Pero llegó aquel día. Lourdes Guerrero, conductora del noticiero se volvió proverbial porque desde la pantalla, había dicho que estaba temblando, que no nos asustáramos, un segundo antes de que la escenografía de Televisa se le cayera encima. En la radio decían que esta vez sí había daños, muchos edificios se habían caído, en el Conalep estaban atrapados cientos de alumnos tempraneros, la Colonia Roma todavía se tambaleaba, los perjuicios eran dolorosos y no tenían regreso, a Tlatelolco le había llegado otra vez la maldición y el Paseo de la Reforma parecía más bien el camino del infierno. La ciudad estaba cubierta por una nube de polvo y muerte. El presidente, recorriendo los escombros, decía que estábamos preparados para atender la situación, no necesitábamos recurrir a la ayuda de nadie y era mejor que nos quedáramos en la casa. Entonces todos salimos a la calle.
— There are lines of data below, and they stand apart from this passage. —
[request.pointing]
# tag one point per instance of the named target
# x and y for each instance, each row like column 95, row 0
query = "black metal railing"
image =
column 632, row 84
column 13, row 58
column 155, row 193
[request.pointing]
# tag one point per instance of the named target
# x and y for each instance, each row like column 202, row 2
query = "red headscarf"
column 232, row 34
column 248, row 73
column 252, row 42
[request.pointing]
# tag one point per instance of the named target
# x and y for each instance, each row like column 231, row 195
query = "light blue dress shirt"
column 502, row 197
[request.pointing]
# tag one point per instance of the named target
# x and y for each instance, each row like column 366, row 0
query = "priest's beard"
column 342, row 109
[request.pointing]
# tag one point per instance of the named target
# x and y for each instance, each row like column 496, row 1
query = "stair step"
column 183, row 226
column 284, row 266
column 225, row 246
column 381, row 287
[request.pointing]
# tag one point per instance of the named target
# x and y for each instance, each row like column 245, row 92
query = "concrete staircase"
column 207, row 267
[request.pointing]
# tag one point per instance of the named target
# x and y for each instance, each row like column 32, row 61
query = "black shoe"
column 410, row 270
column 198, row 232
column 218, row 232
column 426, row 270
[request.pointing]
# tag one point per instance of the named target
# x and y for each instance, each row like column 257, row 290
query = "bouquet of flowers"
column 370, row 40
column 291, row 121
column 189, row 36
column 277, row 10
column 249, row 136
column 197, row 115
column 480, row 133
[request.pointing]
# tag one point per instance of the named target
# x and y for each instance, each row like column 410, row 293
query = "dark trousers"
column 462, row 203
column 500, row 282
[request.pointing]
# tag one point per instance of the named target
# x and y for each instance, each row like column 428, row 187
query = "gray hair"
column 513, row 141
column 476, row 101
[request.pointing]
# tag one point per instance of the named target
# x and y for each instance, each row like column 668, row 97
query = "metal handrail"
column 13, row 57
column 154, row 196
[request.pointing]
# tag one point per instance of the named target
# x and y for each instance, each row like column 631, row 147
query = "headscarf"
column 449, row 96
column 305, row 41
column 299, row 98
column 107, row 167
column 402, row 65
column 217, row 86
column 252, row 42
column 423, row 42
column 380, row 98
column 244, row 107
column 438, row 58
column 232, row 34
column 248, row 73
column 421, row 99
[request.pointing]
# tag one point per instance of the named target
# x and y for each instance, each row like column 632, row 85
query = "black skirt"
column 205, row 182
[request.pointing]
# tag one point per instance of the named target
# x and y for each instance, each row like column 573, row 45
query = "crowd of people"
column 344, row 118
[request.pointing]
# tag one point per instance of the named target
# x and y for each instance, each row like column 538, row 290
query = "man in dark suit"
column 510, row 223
Afuera, codo con codo, la desgracia y la nobleza se volvieron masivas y las conjugaciones diferentes. Nosotros. Sin nosotros no hay país, ya no hay nada sin nosotros. Nunca estuvimos tan acompañados. Ahora ya no somos así. Treinta y dos años han pasado y nos hemos hundido muchas veces. Ya sabemos que no sólo la ciudad de México se destruye, que apenas hace dos jueves se sacudió la tierra y el temblor, de tan fuerte, esta vez devastó a Chiapas y a Oaxaca. Mañana, otra vez, saldremos todos, en inútil simulacro. Para festejar que conservamos memoria de una ciudad que cayó y se volvió a levantar. Recordamos. ¿Y ahora qué? ¿Cómo levantamos a los otros?